2. Supporting litigants in person

There’s no doubt that the removal of legal aid for most family matters has resulted in a huge surge in litigants in person, which has added significantly to the burden of courts. Funding 'neutral' advice at court to help litigants in person would be an enormous step forward. While it’s too much to hope that the government might perform a U-turn on funding legal aid, with some creative thinking it could help the legions of litigants in person and remove pressure from family court advisers and judges.

3. The right process

There are pilot schemes for ‘triage hubs’ for private children matters, which could work equally well for financial remedy courts. Funding access to these services (beyond the current voucher scheme) would be a major breakthrough. We should stop thinking of dispute resolution processes as alternatives to court, with litigation as the default. Instead, we should be looking at these processes first, with court the last resort. Moreover, the court system infrastructure is still not fit for purpose. Repurposing government buildings to provide spaces for DR processes other than litigation would be a big step forward. And why not call them Dispute Resolution Centres instead of courts?

4. Power to the judges

Far too much court time is taken up with meritless applications.
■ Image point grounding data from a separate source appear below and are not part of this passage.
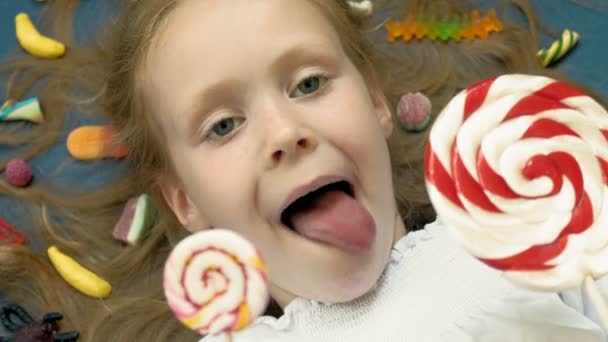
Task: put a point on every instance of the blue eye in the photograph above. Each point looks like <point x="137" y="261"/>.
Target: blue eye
<point x="309" y="85"/>
<point x="223" y="128"/>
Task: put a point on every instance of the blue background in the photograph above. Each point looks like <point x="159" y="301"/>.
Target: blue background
<point x="587" y="64"/>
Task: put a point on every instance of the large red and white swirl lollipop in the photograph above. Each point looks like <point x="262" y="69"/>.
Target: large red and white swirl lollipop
<point x="517" y="167"/>
<point x="215" y="281"/>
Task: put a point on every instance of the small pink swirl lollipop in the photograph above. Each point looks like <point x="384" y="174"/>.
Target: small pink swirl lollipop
<point x="517" y="166"/>
<point x="215" y="281"/>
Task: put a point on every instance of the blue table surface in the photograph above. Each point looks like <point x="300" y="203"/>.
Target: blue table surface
<point x="587" y="64"/>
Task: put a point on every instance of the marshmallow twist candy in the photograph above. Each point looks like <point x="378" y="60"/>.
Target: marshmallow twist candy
<point x="215" y="281"/>
<point x="517" y="167"/>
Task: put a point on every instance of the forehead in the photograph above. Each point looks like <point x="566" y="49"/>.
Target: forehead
<point x="206" y="41"/>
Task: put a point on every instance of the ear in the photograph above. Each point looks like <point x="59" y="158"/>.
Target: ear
<point x="184" y="209"/>
<point x="381" y="107"/>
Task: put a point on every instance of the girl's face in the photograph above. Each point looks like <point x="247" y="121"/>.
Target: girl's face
<point x="260" y="105"/>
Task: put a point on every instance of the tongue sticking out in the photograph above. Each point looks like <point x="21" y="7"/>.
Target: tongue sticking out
<point x="338" y="219"/>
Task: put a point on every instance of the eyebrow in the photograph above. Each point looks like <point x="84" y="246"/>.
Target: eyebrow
<point x="226" y="90"/>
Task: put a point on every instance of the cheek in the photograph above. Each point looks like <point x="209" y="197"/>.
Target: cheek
<point x="218" y="185"/>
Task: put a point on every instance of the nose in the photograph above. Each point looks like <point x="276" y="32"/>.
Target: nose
<point x="288" y="140"/>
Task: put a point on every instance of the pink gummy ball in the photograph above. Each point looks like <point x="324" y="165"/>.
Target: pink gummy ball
<point x="18" y="173"/>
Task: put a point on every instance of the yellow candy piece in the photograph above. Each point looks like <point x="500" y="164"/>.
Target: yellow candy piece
<point x="78" y="276"/>
<point x="35" y="43"/>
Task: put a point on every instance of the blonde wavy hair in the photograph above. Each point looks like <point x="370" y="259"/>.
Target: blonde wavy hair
<point x="101" y="79"/>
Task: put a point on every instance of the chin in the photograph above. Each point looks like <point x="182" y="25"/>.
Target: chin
<point x="352" y="286"/>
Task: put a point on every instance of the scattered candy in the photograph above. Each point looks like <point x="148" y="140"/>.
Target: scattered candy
<point x="35" y="43"/>
<point x="414" y="112"/>
<point x="517" y="166"/>
<point x="137" y="217"/>
<point x="78" y="276"/>
<point x="94" y="142"/>
<point x="215" y="281"/>
<point x="444" y="29"/>
<point x="559" y="48"/>
<point x="361" y="8"/>
<point x="10" y="235"/>
<point x="28" y="110"/>
<point x="18" y="173"/>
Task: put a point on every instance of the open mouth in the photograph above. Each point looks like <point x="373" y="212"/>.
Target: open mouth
<point x="308" y="201"/>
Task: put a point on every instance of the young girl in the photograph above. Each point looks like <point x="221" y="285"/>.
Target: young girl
<point x="233" y="110"/>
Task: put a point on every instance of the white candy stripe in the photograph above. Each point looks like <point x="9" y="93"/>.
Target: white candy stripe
<point x="229" y="265"/>
<point x="484" y="119"/>
<point x="445" y="129"/>
<point x="526" y="222"/>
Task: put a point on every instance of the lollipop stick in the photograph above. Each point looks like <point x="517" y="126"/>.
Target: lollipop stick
<point x="597" y="300"/>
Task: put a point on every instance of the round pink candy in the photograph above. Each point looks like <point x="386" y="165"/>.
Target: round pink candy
<point x="18" y="173"/>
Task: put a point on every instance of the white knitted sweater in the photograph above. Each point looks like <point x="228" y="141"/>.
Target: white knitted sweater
<point x="432" y="290"/>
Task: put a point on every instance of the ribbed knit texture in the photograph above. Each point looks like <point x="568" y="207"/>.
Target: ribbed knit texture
<point x="431" y="290"/>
Although many high net worth matters have moved across into private FDRs and arbitrations, there is still a significant volume of work which takes up huge amounts of court time. The MIAMs (Mediation Information and Assessment Meeting) process is often simply a box-ticking exercise. Additionally, its relatively narrow focus on mediation should be expanded to offer a wider menu of dispute resolution options, so MIAMs should become 'IAMs'. There should be judicial scrutiny as to why an alternative process has not been selected. The triage process needs to be carefully considered in the light of Article 6 rights to ensure access to justice remains for those that need it.

5. Changing the law

Simplifying the law in some way would probably remove at a stroke a large number of cases. The Law Commission in 2014 recommended the introduction of a category of prenuptial agreement which was binding. It’s a common misconception that prenuptial agreements are only for the uber-wealthy. However, in my experience they are available to people from all walks of life and can radically reduce the scope for dispute at the end of a marriage, so isn’t it time we gave people that choice? There are many countries in Europe and other parts of the world where school children are taught about ways of holding property in relationships, so why not in this country?

There is so much that could be done to improve matters. Let’s hope that the government takes on board the feedback it receives and seizes the opportunity to make meaningful, positive change to the family law system.